L'univers concentrationnaire

Titel: L'univers concentrationnaire Kostenlos Bücher Online Lesen
Autoren: David Rousset
Vom Netzwerk:
devant une velléité de manifestation. Il n’y eut pas
de velléité.
    Le ravage du nazisme avait été grand, beaucoup plus grand qu’on
ne le pensait à l’étranger. L’absence de tout centre polarisateur au delà des
frontières, des murailles de propagande condamnant dans le même péché les
maîtres du régime et le peuple, n’aidèrent pas peu les Seigneurs dans leur
œuvre de destruction. Mais ce n’est pas la raison décisive. Il fallait entendre
les civils allemands et voir leur sourire lorsqu’on faisait allusion devant eux
à un article de leur presse. « De la propagande », disaient-ils. C’était
sans doute le mot le plus populaire dans le grand Reich. Le seul vestige d’humour
qui restât. Et ce, non seulement de la part des adversaires (les adhérents des
vieux partis), mais encore, et au même degré, de ceux qui étaient les plus imprégnés
par la démagogie nazie. L’arme véritable était la terreur.

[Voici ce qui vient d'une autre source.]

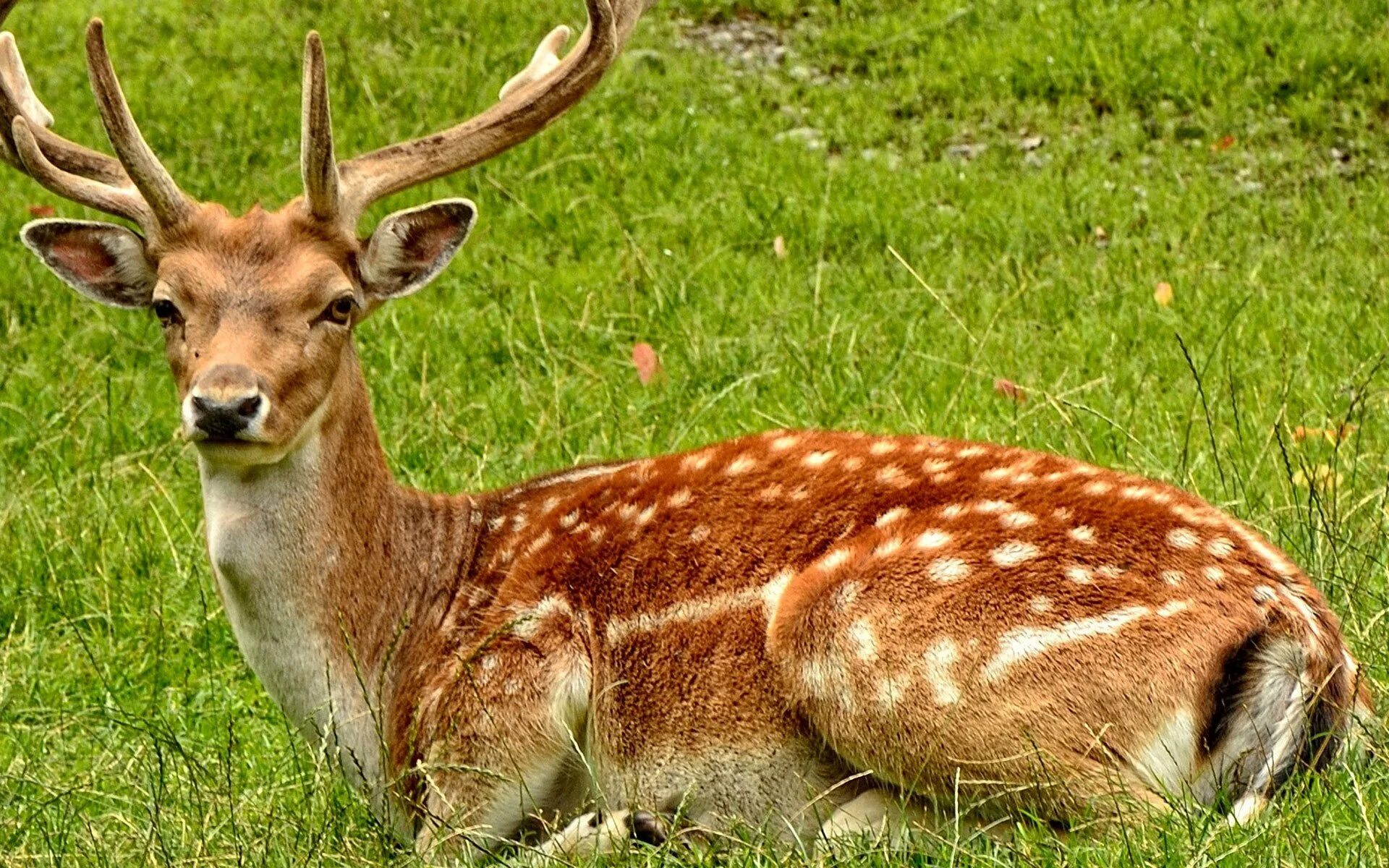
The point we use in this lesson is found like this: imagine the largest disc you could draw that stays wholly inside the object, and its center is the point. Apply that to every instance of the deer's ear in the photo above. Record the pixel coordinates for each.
(410, 247)
(103, 261)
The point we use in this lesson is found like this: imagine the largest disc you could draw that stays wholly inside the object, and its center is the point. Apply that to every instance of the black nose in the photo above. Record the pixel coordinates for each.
(224, 418)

    Ici en France, malgré l’occupation, on ne sait pas encore ce
qu’est la terreur, cette terreur permanente et universelle. Non seulement elle
brisa moralement et physiquement les vieux partis, mais ensuite tout le monde
eut peur de parler et finalement cessa de penser. Non seulement l’opposition
fut écrasée, mais les classes désorganisées dans leurs éléments constituants. Le
prolétariat allemand perdit la notion de sa fonction sociale et la conscience
qu’il pouvait prendre une initiative, intervenir dans la crise. La réaction n’alla
pas au delà de la désertion et d’une sorte de grève perlée généralisée, faite
essentiellement de fatigue et d’abandon. Tout le monde lâchait les rênes.

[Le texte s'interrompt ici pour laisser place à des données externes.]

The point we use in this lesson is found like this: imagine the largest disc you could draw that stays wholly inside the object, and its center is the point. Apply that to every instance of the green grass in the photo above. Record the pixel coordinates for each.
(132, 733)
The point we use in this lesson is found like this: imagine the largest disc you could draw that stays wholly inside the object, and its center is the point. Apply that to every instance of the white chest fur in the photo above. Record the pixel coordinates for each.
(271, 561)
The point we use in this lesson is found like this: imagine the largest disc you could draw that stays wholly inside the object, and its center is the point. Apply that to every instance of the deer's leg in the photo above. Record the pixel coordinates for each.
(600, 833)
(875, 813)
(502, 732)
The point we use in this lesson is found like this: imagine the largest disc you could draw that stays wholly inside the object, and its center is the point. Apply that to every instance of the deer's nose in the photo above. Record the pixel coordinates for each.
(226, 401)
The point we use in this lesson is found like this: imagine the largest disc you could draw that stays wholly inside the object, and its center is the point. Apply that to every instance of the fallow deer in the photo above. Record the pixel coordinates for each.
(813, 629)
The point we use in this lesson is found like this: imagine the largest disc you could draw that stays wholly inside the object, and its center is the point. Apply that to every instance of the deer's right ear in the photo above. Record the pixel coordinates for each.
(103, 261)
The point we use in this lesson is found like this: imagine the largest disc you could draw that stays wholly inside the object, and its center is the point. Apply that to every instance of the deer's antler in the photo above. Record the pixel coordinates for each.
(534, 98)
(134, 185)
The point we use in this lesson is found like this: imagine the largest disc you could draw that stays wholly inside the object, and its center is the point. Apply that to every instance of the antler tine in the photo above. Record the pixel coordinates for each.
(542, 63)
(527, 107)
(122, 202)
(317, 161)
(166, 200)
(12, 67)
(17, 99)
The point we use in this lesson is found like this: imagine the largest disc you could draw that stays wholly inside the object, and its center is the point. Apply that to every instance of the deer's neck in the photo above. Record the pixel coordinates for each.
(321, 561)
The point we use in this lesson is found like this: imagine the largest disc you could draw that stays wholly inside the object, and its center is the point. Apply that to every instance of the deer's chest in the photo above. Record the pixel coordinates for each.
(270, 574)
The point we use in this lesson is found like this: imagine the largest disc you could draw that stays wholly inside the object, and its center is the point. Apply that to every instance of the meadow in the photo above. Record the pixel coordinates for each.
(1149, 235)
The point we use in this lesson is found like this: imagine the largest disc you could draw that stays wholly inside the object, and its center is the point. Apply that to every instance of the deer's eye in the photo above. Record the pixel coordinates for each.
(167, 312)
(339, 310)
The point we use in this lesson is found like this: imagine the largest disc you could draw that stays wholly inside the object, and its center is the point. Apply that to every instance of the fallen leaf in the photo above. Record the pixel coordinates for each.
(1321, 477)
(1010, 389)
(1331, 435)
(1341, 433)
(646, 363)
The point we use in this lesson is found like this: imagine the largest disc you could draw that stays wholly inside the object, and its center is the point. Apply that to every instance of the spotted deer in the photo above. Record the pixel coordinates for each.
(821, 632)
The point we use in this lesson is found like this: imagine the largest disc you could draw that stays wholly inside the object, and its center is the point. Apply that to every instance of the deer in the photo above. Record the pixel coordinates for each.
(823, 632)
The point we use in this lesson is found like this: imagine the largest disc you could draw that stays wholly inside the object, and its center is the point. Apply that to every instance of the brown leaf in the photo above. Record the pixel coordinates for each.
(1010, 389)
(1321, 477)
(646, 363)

    Les camps de concentration laissèrent l’Allemagne vide de
substance.

XVIII
LES ASTRES MORTS POURSUIVENT LEUR COURSE
    L’univers concentrationnaire se referme sur lui-même. Il
continue maintenant à vivre dans le monde comme un astre mort chargé de
cadavres.
    Les hommes normaux ne savent pas que tout est possible. Même
si les témoignages forcent leur intelligence à admettre, leurs muscles ne
croient pas. Les concentrationnaires savent. Le combattant qui a été des mois
durant dans la zone de feu a fait connaissance de la mort. La mort habitait
parmi les concentrationnaires toutes les heures de leur existence. Elle leur a
montré tous ses visages. Ils ont touché tous ses dépouillements. Ils ont vécu l’inquiétude
comme une obsession partout présente. Ils ont su l’humiliation des coups, la
faiblesse du corps sous le fouet. Ils ont jugé les ravages de la faim. Ils ont
cheminé des années durant dans le fantastique décor de toutes les dignités
ruinées. Ils sont séparés des autres par une expérience impossible à
transmettre.
    La décomposition d’une société, de toutes les classes, dans
la puanteur des valeurs détruites, leur est devenue sensible, réalité immédiate
comme une ombre menaçante profilée sur toute la planète solidaire. Le mal est
incommensurable aux triomphes militaires. Il est la gangrène de tout un système
économique et social. Il contamine encore par au delà des décombres.
    Peu de concentrationnaires sont revenus, et moins encore
sains. Combien sont des cadavres vivants qui ne peuvent plus que le repos et le
sommeil !
    Cependant, dans toutes les cités de cet étrange univers, des
hommes ont résisté. Je songe à Hewitt. Je songe à mes camarades : Marcel
Hic, mort à Dora ; Roland Filiatre et Philippe, revenus le corps ravagé, mais
leur condition de révolutionnaire sauve. A Walter, à Emil, à Lorenz, hanté de
savoir sa femme, elle aussi, dans un camp, et qui cependant jamais ne s’abandonna.
A Yvonne, au D r Rohmer, à Lestin, à Maurice, un communiste de Ville
juif, travaillé par la fièvre, mais toujours solide et calme. A Raymond, crevassé
de coups et fidèle à sa vie. A Claude, à Marcel, affamés, et tenant haut quand
même la dignité de leur jeunesse. A Guy, l’adolescent, à Robert Antelme mon
compagnon de travail dans le Paris occupé, et qui revint comme un fantôme, mais
passionné d’être. A Broguet, le boulanger, qui sut toujours s’évader dans un
rêve enfantin. Pierre, qui, pour vivre, construisit des aventures dangereuses. Veillard,
mort à Neue-Bremm. A Paul Faure, si attentif et posé, habile à résoudre les
petites choses décisives. A Crémieux, qui, aux pires moments de sa désespérance,
ne trahit pas son art. A Martin, mon plus intime compagnon des jours de la mort.